Clement by Ana Ghookassian, Eszter Rosta and Karice Mitchell

July 19-23, 2017
Ana Ghookassian, Karice Mitchell and Eszter Rosta

Opening: Thursday, July 20 (5-9 pm)


an exhibit by Ana Ghookassian, Eszter Rosta and Karice Mitchell

The city of Toronto has a direct central identity that can be traced back to the hybridity of its urbanism.  These identities are so often rooted in both human and architecture that we sought the opportunity to create a show highlighting the relationship between the urbanist and nature.  This is often considered an overanalyzed or overplayed relationship, but as young artists we felt the need to examine it through the lens of Toronto and the visual literature available to gallery-goers and their cultures.

The main goal of the show lies in its analysis of the materials used and implemented by the artists as an examination and exploration of human intervention.  Staging encounters with materials that have an immediate historical presence and a past, with continuous undertones of urban representations of technique and material, we would like to display a number of drawings and prints, along side some sculptural pieces.  An important aspect of the exhibit is that we have chosen to conceptually approach our materials.  A number of the drawings will implement the idea of outside forces, and things beyond control to manipulate the materials and images to create abstract work.  The two dimensional pieces also encompass direct relationships with nature, with influences that are further used as a trajectory to truly leave the realm of the identifiable, to the more atmospheric.

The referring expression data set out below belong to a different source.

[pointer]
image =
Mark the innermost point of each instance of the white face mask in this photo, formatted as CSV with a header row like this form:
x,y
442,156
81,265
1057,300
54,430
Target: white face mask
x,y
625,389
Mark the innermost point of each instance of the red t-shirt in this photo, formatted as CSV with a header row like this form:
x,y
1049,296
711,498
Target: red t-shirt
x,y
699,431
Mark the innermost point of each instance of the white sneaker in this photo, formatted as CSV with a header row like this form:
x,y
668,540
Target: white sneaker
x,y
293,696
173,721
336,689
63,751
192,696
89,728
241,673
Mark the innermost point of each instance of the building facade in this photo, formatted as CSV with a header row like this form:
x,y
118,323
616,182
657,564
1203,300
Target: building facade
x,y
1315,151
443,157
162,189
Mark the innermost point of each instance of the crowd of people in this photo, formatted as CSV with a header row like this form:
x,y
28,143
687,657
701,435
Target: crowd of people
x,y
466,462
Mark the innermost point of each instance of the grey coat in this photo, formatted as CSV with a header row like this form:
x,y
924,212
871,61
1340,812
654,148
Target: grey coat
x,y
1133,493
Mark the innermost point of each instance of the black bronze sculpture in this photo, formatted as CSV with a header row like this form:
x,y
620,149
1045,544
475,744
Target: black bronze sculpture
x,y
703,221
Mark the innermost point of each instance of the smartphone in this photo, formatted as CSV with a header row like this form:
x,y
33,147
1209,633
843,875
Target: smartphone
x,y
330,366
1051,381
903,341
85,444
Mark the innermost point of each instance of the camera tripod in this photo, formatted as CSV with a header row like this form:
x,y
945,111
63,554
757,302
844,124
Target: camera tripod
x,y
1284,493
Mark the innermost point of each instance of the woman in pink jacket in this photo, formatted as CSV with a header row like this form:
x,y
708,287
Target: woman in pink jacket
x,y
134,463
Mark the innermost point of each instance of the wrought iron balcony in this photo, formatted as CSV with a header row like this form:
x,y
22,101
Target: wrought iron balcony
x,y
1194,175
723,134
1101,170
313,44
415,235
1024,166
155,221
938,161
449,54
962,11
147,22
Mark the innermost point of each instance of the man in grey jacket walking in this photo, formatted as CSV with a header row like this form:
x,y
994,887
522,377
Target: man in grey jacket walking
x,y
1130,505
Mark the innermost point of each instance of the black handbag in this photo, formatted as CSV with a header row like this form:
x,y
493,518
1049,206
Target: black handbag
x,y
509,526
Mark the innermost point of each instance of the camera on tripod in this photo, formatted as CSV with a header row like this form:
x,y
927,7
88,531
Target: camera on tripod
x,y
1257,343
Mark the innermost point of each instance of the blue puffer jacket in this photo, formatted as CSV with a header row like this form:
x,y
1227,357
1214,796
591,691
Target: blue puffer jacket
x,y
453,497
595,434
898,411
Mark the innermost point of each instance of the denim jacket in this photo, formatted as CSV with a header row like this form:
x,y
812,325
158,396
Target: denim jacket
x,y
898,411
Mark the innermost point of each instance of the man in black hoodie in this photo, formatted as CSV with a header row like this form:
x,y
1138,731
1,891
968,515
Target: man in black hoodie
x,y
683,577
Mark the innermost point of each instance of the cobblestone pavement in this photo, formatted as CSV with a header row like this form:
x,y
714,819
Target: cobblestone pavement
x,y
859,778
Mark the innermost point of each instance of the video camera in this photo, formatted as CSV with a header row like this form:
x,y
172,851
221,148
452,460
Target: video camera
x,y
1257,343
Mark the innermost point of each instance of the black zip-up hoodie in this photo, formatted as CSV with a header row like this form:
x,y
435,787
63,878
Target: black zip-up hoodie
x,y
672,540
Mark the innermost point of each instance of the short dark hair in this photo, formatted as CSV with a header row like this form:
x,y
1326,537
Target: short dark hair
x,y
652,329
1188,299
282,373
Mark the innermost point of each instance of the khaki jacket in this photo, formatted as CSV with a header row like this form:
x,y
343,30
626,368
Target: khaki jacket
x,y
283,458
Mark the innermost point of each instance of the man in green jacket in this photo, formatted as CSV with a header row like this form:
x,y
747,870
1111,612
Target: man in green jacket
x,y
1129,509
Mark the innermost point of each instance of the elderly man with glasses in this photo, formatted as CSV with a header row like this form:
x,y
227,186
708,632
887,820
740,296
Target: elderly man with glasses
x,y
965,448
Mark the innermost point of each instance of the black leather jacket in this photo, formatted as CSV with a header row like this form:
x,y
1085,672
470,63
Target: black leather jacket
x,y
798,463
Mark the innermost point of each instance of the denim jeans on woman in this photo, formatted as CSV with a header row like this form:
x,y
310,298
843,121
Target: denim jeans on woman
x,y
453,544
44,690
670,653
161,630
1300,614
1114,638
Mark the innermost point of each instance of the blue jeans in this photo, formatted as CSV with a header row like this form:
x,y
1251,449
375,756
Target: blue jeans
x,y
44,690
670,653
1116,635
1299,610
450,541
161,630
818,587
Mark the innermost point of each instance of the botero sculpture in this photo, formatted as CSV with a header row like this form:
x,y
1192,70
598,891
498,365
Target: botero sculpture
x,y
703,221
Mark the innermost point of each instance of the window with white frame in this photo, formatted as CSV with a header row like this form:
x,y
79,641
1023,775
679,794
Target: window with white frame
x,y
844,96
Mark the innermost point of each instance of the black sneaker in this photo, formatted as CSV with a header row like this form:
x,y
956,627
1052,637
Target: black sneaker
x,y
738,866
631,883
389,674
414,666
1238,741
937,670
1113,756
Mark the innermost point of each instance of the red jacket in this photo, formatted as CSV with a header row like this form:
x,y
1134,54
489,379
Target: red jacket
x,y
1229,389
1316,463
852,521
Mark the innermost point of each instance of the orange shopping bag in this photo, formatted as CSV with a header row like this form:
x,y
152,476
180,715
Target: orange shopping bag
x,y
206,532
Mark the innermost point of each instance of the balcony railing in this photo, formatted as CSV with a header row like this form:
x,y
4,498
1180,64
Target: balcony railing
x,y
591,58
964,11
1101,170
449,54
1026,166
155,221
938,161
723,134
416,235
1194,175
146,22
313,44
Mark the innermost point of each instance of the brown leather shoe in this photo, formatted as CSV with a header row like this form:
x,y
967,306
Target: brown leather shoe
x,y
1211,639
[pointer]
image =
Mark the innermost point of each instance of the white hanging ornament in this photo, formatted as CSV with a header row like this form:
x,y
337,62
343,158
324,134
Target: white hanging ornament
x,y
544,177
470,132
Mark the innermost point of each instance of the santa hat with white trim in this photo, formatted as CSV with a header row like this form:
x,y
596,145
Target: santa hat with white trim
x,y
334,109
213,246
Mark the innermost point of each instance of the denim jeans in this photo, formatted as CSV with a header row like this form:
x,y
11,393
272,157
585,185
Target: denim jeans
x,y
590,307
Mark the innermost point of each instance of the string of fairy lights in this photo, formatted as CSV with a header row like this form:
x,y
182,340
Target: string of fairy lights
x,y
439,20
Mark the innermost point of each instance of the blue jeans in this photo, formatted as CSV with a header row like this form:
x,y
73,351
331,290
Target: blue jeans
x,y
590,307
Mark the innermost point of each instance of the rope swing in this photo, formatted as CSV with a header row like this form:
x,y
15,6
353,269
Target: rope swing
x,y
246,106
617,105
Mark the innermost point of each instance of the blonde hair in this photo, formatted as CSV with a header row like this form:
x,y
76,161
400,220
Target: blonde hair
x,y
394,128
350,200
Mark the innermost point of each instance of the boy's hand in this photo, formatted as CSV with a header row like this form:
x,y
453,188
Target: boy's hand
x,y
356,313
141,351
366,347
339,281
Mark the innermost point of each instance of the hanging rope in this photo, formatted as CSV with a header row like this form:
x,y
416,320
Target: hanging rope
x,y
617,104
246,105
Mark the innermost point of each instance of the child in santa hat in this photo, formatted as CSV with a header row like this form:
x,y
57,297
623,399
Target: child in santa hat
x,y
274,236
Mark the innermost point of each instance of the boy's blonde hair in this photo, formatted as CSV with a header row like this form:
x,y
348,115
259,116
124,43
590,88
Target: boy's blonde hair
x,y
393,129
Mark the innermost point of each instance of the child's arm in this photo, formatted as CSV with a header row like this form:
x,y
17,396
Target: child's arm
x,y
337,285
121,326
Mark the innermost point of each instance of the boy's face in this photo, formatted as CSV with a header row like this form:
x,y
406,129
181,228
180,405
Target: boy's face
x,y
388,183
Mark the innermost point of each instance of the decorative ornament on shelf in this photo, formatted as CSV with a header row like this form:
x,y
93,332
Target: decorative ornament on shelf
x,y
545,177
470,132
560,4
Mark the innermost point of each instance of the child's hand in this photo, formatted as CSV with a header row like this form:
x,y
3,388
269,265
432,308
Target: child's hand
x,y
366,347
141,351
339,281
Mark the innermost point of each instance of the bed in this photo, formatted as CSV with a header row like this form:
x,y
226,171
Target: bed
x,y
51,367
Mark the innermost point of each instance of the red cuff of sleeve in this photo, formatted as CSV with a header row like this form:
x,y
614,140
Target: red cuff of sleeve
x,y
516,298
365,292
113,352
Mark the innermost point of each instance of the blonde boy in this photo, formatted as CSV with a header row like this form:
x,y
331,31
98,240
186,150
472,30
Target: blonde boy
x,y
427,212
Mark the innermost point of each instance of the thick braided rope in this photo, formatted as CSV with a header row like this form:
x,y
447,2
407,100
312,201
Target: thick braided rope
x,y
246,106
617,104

Tensions are bound to exist through conceptual approaches to the method.  By using the urban and often advanced techniques available to us as students in a modern institution, we wanted to showcase the duality that might exist in development, and the natural human clock.  This concept of duality sometimes has a strenuous effect of the one-on-one relationship that is meant to be constant with the natural, and by using limited palettes, and often minimal forms, our methods are conceptually approached where process and materiality, and their trajectory from nature, are perhaps most significant.

The show hopes to not only visually engage the atmosphere of Gallery 50’s surrounding neighborhoods, but also connect with the patrons of art and design within the area.  With the use of atmospheric yet minimal prints and drawings, we hope to subtly evoke to the viewers ideas regarding human activity on the natural.  Of course, a key source of inspiration for the show comes from studies of certain plants, and what will be presented will be the collaboration and interpretation of this concept as an extended body of work.  Furthermore, by utilizing subdued and muted materials such as poplar wood and canvas cloth for a number of hanging sculptures, we hope to engage both the historic practice of human mass production through the natural world, as well as material imprint on humans.  Asking question like; “what does this object mean to me?” or “am I a part of the local consuming market?”, we would like for the materiality of the work to be unequivocally present, and usher to the viewer the context of his or her everyday surrounding of these materials.